Traditionally, the merits of a given food are based entirely on nutrient content. However, in 2009, Brazilian researchers developed a food classification system based entirely on processing.[1] This food classification system has caught on big time as evidenced by the number of scientific papers evaluating this new system. Understand that most foods are processed to some degree in their journey from the farm to the plate, including staples like rice, wheat, meat products and dairy products. Even soybeans must be processed to make traditional soyfoods such as tofu, which has been consumed for centuries by Chinese and Japanese populations.  

Many staples in the diet, such as bread, cheese, and wine, bear little or no resemblance to their starting commodities and are highly processed and prepared but are often not regarded as “processed” by consumers. Nutritionists recognize the important role that processed foods can play in meeting nutrient needs.[2]    

However, the consumption of ultraprocessed foods has been linked with all sorts of adverse health outcomes.[3] In short, ultraprocessed foods are defined as formulations of ingredients, mostly of exclusive industrial use, that result from a series of industrial processes (hence ‘ultra-processed’) with the fractioning of whole foods into substances that include sugars, oils and fats, proteins, starches, and fiber.
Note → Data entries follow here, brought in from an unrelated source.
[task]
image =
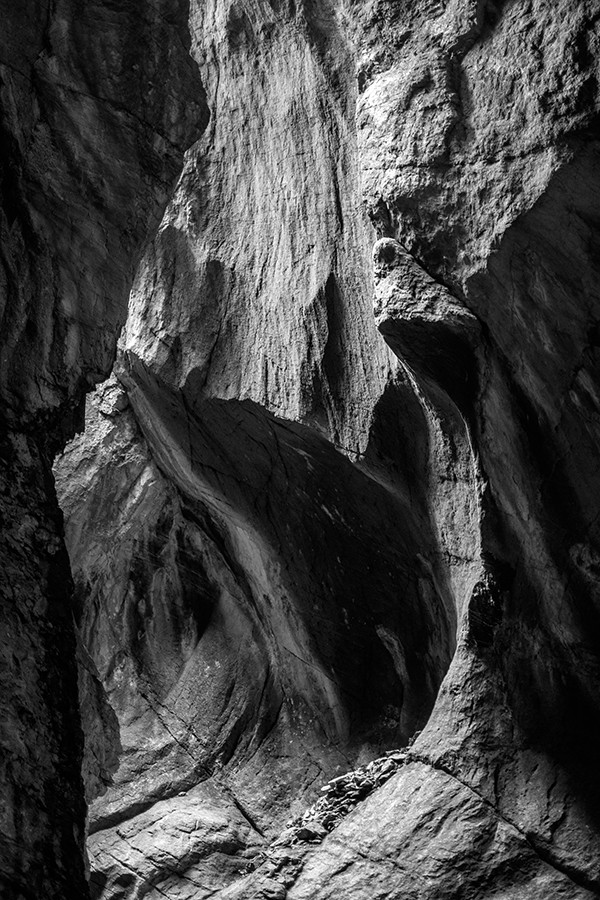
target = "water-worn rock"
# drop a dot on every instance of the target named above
(97, 105)
(282, 538)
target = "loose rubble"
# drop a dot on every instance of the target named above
(339, 797)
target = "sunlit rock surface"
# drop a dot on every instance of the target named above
(293, 549)
(97, 104)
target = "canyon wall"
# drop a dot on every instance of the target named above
(93, 136)
(339, 495)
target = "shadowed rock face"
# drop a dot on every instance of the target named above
(292, 551)
(93, 126)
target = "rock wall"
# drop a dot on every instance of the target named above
(260, 573)
(97, 105)
(291, 551)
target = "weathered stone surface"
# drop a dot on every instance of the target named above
(98, 102)
(283, 540)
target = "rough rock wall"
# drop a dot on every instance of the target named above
(92, 138)
(471, 130)
(264, 587)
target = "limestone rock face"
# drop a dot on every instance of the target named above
(98, 102)
(292, 548)
(92, 141)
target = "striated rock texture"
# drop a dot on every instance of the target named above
(291, 550)
(97, 104)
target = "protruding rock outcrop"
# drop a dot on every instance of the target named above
(98, 102)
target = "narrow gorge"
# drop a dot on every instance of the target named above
(300, 496)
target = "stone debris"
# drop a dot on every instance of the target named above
(339, 797)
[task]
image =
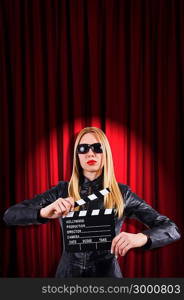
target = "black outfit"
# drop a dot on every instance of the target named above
(100, 263)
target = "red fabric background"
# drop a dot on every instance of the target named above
(117, 65)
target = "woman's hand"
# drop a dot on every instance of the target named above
(124, 241)
(58, 208)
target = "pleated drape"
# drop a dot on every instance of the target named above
(64, 65)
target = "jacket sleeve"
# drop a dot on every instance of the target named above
(27, 211)
(161, 230)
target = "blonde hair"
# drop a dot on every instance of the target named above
(114, 198)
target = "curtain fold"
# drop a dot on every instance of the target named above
(64, 65)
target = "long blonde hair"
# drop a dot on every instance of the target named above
(114, 198)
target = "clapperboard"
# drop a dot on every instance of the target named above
(87, 230)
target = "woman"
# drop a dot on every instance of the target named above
(92, 171)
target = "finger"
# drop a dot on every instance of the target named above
(122, 247)
(125, 250)
(114, 242)
(118, 244)
(66, 203)
(60, 209)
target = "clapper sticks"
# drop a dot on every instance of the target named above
(87, 230)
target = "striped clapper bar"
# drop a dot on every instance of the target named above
(87, 230)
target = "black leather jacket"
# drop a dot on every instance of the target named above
(101, 263)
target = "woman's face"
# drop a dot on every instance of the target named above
(90, 161)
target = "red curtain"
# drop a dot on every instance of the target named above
(117, 65)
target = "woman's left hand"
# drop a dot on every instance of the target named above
(124, 241)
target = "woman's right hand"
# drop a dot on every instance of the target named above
(58, 208)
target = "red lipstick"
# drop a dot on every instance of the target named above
(91, 162)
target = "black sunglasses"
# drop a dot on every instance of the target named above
(84, 148)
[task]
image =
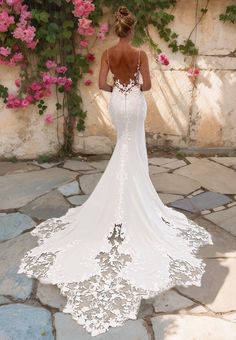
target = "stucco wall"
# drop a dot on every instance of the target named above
(179, 114)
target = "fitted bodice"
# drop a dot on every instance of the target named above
(126, 88)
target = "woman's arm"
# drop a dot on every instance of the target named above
(103, 72)
(144, 69)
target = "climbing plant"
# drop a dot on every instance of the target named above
(48, 40)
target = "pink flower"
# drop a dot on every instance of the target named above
(5, 21)
(48, 118)
(5, 51)
(90, 57)
(51, 64)
(162, 58)
(101, 35)
(103, 27)
(61, 69)
(18, 82)
(87, 82)
(193, 72)
(84, 43)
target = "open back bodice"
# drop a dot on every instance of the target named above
(125, 88)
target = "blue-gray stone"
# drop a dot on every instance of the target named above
(14, 224)
(50, 205)
(19, 286)
(69, 329)
(70, 189)
(78, 199)
(4, 301)
(24, 322)
(19, 189)
(203, 201)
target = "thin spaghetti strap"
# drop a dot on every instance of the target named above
(108, 58)
(138, 58)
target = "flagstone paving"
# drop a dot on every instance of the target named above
(204, 189)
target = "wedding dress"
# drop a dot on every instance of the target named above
(123, 244)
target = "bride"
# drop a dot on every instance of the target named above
(123, 244)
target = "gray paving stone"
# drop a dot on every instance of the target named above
(4, 301)
(9, 167)
(160, 160)
(154, 169)
(226, 219)
(23, 322)
(19, 286)
(168, 198)
(171, 301)
(205, 200)
(224, 245)
(192, 327)
(50, 295)
(19, 189)
(78, 199)
(89, 182)
(100, 165)
(68, 329)
(211, 175)
(174, 184)
(49, 205)
(70, 189)
(75, 165)
(227, 161)
(14, 224)
(217, 291)
(176, 164)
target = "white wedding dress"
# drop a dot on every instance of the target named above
(123, 244)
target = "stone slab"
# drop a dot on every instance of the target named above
(192, 327)
(174, 184)
(224, 245)
(19, 286)
(211, 175)
(75, 165)
(10, 167)
(49, 205)
(22, 322)
(19, 189)
(226, 219)
(175, 165)
(89, 182)
(50, 295)
(171, 301)
(14, 224)
(168, 198)
(70, 189)
(205, 200)
(217, 291)
(161, 160)
(227, 161)
(67, 328)
(154, 169)
(78, 199)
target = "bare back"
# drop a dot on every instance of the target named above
(123, 63)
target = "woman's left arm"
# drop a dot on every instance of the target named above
(103, 72)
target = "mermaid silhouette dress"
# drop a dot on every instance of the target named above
(123, 244)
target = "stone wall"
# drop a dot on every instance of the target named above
(179, 114)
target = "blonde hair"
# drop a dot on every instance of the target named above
(124, 21)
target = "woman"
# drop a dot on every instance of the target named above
(123, 244)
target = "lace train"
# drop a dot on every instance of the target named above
(123, 244)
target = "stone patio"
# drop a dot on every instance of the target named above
(202, 188)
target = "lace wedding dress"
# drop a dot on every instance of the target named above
(123, 244)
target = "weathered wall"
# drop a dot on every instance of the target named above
(178, 113)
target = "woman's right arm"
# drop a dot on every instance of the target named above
(144, 69)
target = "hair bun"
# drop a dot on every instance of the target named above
(121, 12)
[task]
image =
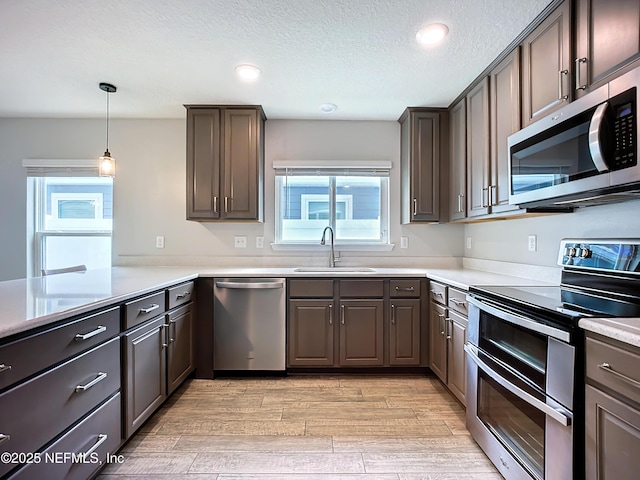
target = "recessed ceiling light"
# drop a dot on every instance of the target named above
(328, 107)
(248, 73)
(432, 34)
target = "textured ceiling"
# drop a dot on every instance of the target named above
(161, 54)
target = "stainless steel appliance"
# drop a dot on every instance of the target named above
(249, 324)
(525, 358)
(585, 153)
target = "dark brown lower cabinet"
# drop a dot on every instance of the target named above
(311, 332)
(361, 332)
(404, 332)
(180, 352)
(146, 372)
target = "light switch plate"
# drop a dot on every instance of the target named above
(240, 241)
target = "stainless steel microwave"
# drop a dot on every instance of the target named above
(585, 153)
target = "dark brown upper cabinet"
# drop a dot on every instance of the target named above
(547, 66)
(420, 149)
(225, 162)
(607, 40)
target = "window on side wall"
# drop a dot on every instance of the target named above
(72, 219)
(353, 201)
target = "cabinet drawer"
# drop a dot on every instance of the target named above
(362, 288)
(621, 372)
(404, 288)
(143, 309)
(311, 288)
(438, 292)
(55, 345)
(48, 404)
(99, 434)
(179, 295)
(457, 300)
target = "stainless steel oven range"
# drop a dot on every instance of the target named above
(525, 358)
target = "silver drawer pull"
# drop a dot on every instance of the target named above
(101, 376)
(154, 306)
(83, 336)
(101, 439)
(405, 289)
(608, 368)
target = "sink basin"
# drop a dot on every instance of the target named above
(334, 269)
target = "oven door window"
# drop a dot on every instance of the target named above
(516, 424)
(523, 351)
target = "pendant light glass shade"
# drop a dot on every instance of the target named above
(107, 164)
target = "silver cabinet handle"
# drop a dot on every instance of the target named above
(558, 414)
(561, 73)
(154, 306)
(83, 336)
(101, 439)
(101, 376)
(405, 289)
(579, 85)
(608, 368)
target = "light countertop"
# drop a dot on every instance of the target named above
(625, 330)
(34, 302)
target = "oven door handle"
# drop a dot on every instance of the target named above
(557, 415)
(520, 320)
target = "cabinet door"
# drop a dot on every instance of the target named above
(180, 359)
(607, 39)
(420, 165)
(361, 332)
(458, 156)
(437, 341)
(404, 332)
(310, 332)
(546, 66)
(146, 371)
(612, 437)
(243, 164)
(203, 163)
(456, 360)
(505, 120)
(478, 150)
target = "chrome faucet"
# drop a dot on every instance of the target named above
(332, 258)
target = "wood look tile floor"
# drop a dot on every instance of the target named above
(306, 428)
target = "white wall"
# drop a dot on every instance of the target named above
(506, 240)
(149, 191)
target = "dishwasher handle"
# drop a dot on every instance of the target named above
(250, 285)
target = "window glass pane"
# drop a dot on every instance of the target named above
(304, 207)
(361, 196)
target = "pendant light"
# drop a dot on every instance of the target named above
(107, 165)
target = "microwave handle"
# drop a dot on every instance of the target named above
(594, 137)
(559, 415)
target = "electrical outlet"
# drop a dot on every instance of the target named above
(240, 241)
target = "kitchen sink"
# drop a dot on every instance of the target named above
(334, 269)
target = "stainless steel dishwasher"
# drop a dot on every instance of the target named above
(249, 324)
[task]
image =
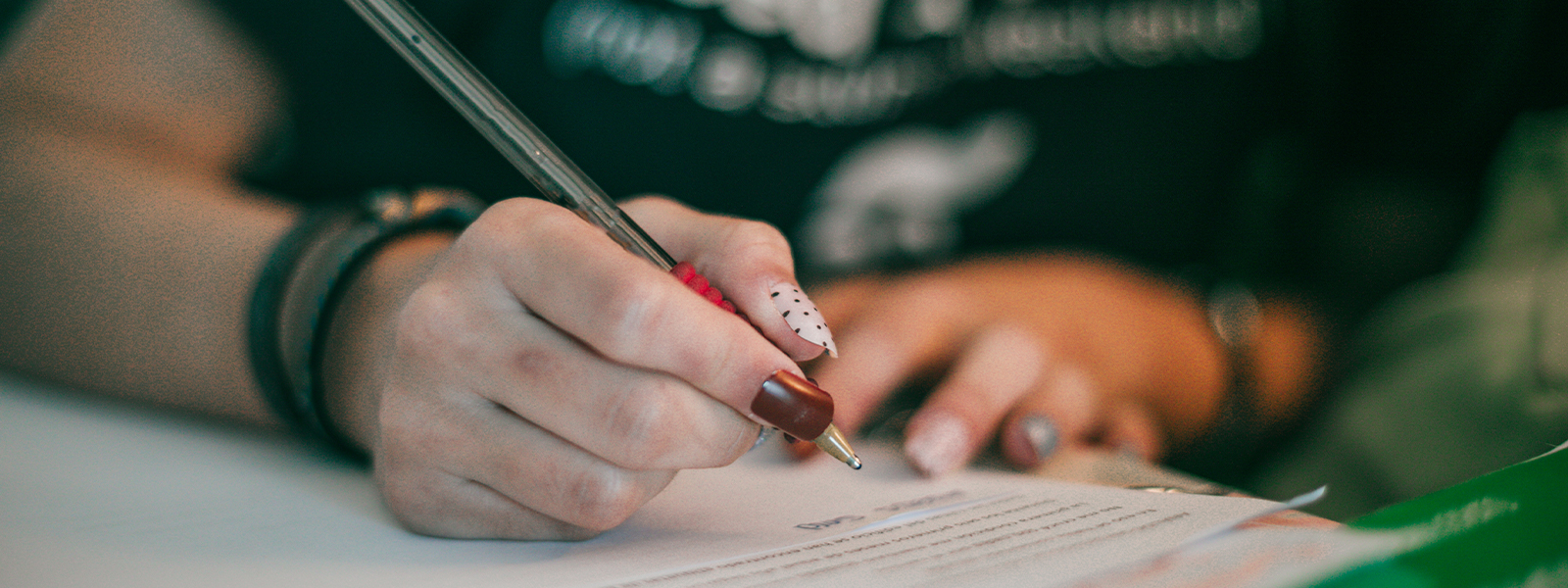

Many of the foods classified as ultraprocessed are what are commonly referred to as junk foods, a term that has been around for many decades.  Junk foods typically provide lots of calories but not a lot of nutrition. They are certainly not the type of food one would want to build their diet around.  

Soy burgers and soymilk are also classified ultraprocessed foods, but in contrast to junk foods, these foods provide several nutrients. Furthermore, in contrast to soy burgers and soymilk, beef and cow’s milk are classified as unprocessed or minimally processed foods, even though the soy products and their animal product counterparts share many of the same nutritional attributes. For example, the amount, and the quality of protein, provided by a soy patty and a beef patty are similar.[4] And the amount of protein[4] and the amount of bioavailable calcium[5],[6] provided by cow’s milk and calcium-fortified soymilk are similar.  

The similarity between cow’s milk and soymilk accounts for why in the just–released 2020-2025 US Dietary Guidelines, it states “For individuals who choose dairy alternatives, fortified soy beverages (commonly known as ‘soy milk’) and soy yogurt—which are fortified with calcium, vitamin A and vitamin D—are included as part of the dairy group because they are similar to milk and yogurt based on nutrient composition and in their use in meals.” The other plant-based milks are not recommended as replacements for cow’s milk.

While it is true that some soymilks contain added sugar, cow’s milk is naturally rich in milk sugar, which some people are unable to digest and can result in gastrointestinal disturbances.[7]  And while beef protein and soy protein are both high quality proteins, soy protein lowers blood cholesterol.[8]  Also, in comparison to many other sources of protein, soy protein is very efficiently produced,[9] resulting in reduced greenhouse gas emissions.[10]

Finally, new research from the University of Illinois helps to address concerns about processed soy.[11] This study is especially notable because of its duration – 2 years— and its size, with more than 150 participants. The men in this study consumed daily either about 20 grams of soy protein or 20 grams of milk protein (casein). There was no effect of soy protein on testosterone levels. Over the years concerns had been raised that soy could lower testosterone levels and as a result, feminize men. However, this study, along with a statistical analysis of more than 40 human studies published early this year, shows this is not the case.[12]